'

Where 2.0: Raffi Krikorian explains Twitter's geo infrastructure

People want to talk bout places.Foursquare-like apps are the most popular applications today among nerds.

People want to talk bout places.

Foursquare-like apps are the most popular applications today among nerds. Twitter realized this early on once people started tweeting about restaurants and places they loved. They saw tons of pictures being uploaded to Flickr, and being tweeted out with very little geo-data. If you know where the picture is taken, it gives you more context.

Twitter's APIs are meant to be very simple, said Raffi Krikorian, who spoke about "geostreams" early this morning at the O'Reilly Where 2.0 conference in San Jose. Early on, Twitter added a location field on their user object. It's still around today, and it's just a free-form text string; it can be anything.

You've seen "Location: iPhone (37.4,-122.7) etc". Even though it's just a text string, it's "geo-encodable". Twitter is using that location data in a bunch of places, mainly search and trending topics.

Raffi from Twitter

As you know, Twitter is limited to 140 characters. There isn't much room for location data in a tweet. Enter the Geotagging API, announced in November 2009. Instead of adding location on the user object, it's on the status object. It's out of band data, completely meta. And it has native Twitter support, using GeoRSS and GeoJSON for encoding. The search API takes latitude, longitude, and radius now too.

Privacy is considered in Twitter's API too. If you disable geotagging, they will go through your stream and delete all of the geographic coordinates from each tweet.

Trendsmap took Twitter's geoAPI and built a huge aggregation of trending topics on a map. Google Maps accepts Twitter's endpoints as a search query and plots all tweets on the map.

Twitter's "geo-hose" allows you to track bounding box locations in the world. It will deliver you all the tweets in those borders in real time.

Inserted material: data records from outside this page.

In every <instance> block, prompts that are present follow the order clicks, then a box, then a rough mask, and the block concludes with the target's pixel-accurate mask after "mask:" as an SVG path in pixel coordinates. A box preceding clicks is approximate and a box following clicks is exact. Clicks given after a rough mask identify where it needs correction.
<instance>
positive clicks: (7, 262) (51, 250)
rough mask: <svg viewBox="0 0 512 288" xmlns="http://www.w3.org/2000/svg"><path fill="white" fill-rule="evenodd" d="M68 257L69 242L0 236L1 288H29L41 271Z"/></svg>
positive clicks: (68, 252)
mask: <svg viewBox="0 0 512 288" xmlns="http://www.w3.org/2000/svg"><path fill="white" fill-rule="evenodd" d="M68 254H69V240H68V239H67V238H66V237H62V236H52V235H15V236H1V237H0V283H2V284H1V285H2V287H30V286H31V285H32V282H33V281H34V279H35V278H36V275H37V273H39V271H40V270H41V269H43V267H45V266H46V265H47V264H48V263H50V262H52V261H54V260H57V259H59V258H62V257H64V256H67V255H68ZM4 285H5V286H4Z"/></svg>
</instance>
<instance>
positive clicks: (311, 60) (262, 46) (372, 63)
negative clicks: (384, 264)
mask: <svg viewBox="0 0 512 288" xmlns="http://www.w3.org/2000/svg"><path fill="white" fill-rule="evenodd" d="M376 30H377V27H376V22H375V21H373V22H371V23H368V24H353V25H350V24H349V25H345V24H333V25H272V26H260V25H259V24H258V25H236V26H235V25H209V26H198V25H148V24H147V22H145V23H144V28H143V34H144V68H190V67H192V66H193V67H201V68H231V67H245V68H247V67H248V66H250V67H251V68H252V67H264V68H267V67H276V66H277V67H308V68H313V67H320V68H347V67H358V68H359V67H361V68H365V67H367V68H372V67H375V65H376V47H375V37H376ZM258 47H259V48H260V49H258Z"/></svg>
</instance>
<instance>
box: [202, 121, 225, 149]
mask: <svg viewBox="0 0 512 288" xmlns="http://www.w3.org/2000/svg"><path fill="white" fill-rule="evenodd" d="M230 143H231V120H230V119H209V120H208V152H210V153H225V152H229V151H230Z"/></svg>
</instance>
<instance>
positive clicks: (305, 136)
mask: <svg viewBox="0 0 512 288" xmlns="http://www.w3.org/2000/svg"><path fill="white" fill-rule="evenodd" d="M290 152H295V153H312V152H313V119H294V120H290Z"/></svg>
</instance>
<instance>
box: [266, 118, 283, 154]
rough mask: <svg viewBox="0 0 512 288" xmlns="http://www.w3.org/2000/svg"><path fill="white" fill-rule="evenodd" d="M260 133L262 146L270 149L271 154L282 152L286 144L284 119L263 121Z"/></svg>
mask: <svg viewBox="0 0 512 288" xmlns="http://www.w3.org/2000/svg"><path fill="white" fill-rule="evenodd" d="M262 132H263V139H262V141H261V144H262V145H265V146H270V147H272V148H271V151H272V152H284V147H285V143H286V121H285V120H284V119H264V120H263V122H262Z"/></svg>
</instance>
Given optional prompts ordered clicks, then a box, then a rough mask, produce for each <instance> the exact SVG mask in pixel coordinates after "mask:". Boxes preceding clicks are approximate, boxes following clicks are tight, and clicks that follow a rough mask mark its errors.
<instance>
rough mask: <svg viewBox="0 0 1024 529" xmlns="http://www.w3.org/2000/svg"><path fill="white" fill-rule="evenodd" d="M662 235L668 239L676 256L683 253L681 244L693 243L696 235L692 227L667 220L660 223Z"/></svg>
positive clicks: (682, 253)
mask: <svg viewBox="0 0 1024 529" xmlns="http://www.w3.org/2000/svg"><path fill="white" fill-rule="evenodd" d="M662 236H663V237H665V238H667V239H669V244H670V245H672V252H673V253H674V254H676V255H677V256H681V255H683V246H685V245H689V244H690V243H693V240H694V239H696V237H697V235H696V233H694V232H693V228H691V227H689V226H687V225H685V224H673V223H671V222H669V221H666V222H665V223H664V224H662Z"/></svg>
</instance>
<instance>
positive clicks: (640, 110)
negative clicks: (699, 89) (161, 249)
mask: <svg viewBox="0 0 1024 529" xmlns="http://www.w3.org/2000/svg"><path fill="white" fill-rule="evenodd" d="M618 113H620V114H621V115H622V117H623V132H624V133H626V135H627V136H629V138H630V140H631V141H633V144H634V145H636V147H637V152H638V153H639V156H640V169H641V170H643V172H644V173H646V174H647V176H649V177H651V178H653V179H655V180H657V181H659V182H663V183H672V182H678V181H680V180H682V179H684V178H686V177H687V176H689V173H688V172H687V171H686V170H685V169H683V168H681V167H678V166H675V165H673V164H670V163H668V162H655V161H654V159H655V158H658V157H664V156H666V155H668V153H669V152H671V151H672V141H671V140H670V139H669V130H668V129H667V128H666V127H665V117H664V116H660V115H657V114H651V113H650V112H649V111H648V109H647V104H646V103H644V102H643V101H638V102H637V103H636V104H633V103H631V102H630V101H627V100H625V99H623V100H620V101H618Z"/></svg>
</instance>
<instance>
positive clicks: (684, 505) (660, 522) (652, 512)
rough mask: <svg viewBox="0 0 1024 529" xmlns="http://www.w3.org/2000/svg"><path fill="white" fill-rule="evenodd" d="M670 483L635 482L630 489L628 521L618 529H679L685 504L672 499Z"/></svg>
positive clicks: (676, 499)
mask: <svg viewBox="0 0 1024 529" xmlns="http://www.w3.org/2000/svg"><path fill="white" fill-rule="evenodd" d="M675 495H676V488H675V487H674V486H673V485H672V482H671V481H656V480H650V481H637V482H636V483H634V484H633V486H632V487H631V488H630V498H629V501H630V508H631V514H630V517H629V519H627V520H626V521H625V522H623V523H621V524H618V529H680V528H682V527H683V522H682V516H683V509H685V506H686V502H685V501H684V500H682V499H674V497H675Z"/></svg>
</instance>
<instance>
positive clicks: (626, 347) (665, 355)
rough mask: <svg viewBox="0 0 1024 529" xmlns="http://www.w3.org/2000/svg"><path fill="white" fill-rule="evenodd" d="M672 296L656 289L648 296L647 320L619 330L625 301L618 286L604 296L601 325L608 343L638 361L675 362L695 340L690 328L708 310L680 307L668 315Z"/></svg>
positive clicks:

The trending API is most exciting to me. But this analysis of "hot conversaions" has no context on search.twitter.com because they trends aren't localized. You can query a particular location now, and find the trending topics of that spot.

Finally, there is a "geo-place" API. You can attach a name and a location of a place instead of attaching a latitude and longitude support. Sounds like Twitter is trying to rewrite the Geonames project. This gives more context than just random number coordinates.

The difference is that it's human-tagged, so it's not fully automatic. The data might be wrong if a computer does the analyzing; there are neighborhoods, and different areas of context that only a human could provide. You can reverse geo-code a lat/lon coordinate and Twitter's API will return a detailed object with a ton of information, including a polygon representation of the neighborhood containing the coordinates.

Twitter currently uses a MySQL-based spatial query system, but are switching over to Cassandra. They decided not to use geohashes for mapping out places or space-filling curves, but instead picked R-Trees.

Raffi decodes a Geohash

Using R-Trees, Twitter can map all of the United States on one of their servers.

Raffi explained project Rock Dove, which kind of went over my head. It's basically their backend system to process geodata at "tweetspeed". It reminds me of Google's horizontal backend servers that make the service so speedy. For example, Rock Dove is smart enough to not wait for Foursquare's lagging servers to process a status object for a tweet. Twitter uses GeoRuby on the front end.

Twitter's geolocation to-do list includes geo-filtering on location and a few other things. I am very interested in how their platform will evolve, but I think in the meantime, they are spending a lot of effort to scale their ever-growing infrastructure. Now the Failwhale can find his way throughout the seas.